Until very recently, the UK housing market was at its strongest before the EU referendum.
It is good to be optimistic, however, that said we must not delude ourselves to the reality we face.
Few commentators, nevertheless, are making upbeat predictions for our housing market performance for the next 12 months.
Now there is a contraction of first-time buyers who are stung by the difficulty in getting low-deposit mortgages and the looming rise in unemployment.
However, Boris Johnson has recently said he would “turn generation rent into generation buy” via a return to 95% mortgages for first-time buyers.
This can only happen if the mortgage regulations are relaxed or as an alternative by providing direct government subsidies for first-time buyers adding to the various help-to-buy schemes.
Things are getting worse and not better
Several months living with COVID-19 we are now seeing a clearer picture of the impact of COVID-19 has had on house prices. With the government intervention like the ongoing stamp duty holiday and the possibility of another national lockdown, the housing market could fluctuate in the months ahead.

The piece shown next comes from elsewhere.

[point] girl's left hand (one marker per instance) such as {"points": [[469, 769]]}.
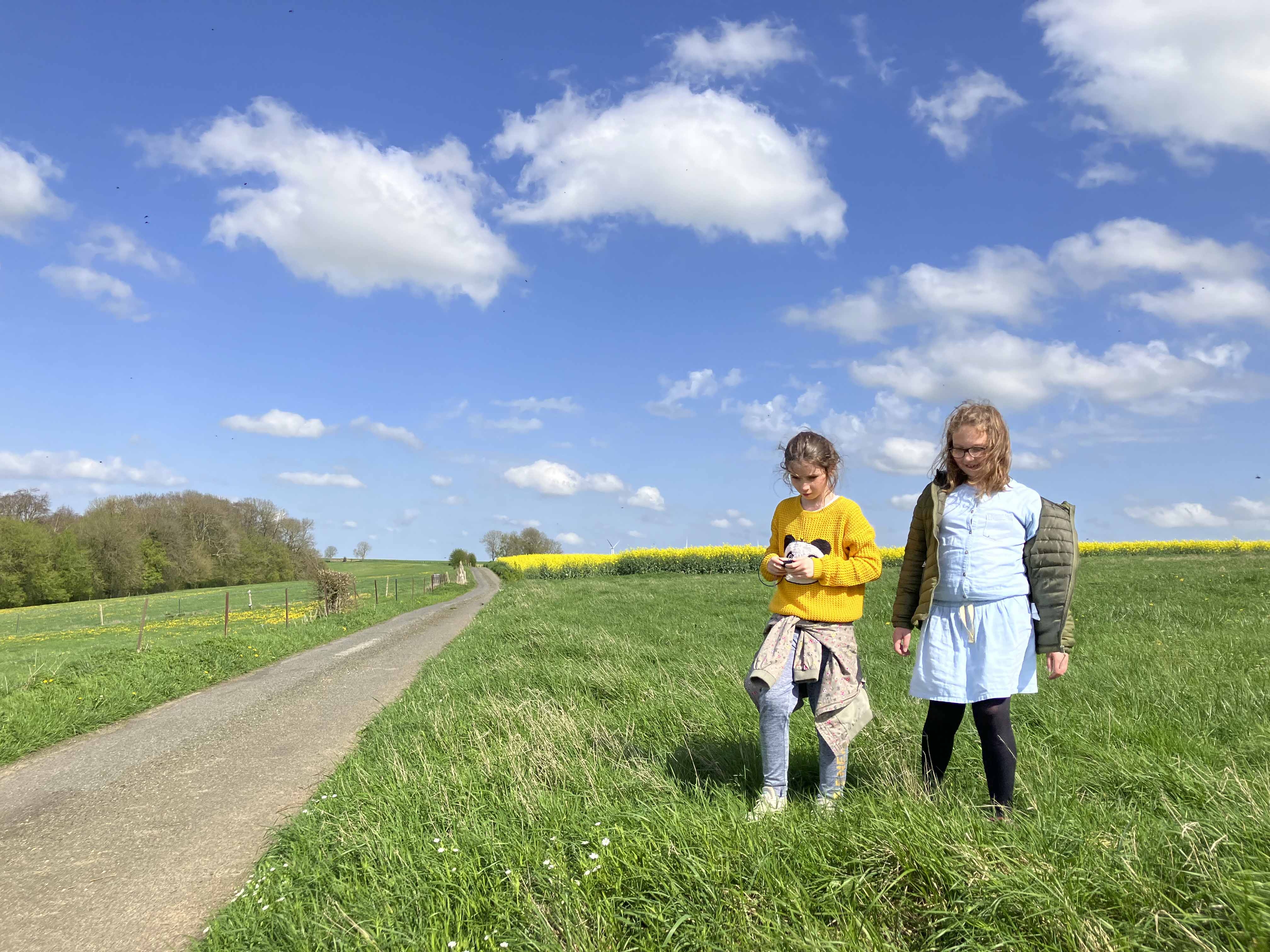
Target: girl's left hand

The Land Registry’s UK House Price Index is a reliable barometer for house prices which is based on sold properties. It works on a two-month lag, so the latest available figures are for August.
The HM Land Registry figures reveal the price of a property in the UK increased by 0.7% month-on-month and 2.5% year-on-year in August 2020, to reach £239,196.
This might not last as the steam runs out of the broader economy. Experts believe the market (including house price growth) is likely to slow down once the government’s COVID-19 financial support to businesses employers, employees and the stamp duty cut comes to an end.
The Halifax says our housing market will eventually feel the effects of the economic downturn, with ‘greater downward pressure on house prices in the medium-term’.
The Nationwide opinion is that the winding down of government support schemes could ‘dampen housing activity’.
The Centre for Economics and Business Research (CEBR) predicts house prices could fall by 14% in 2021.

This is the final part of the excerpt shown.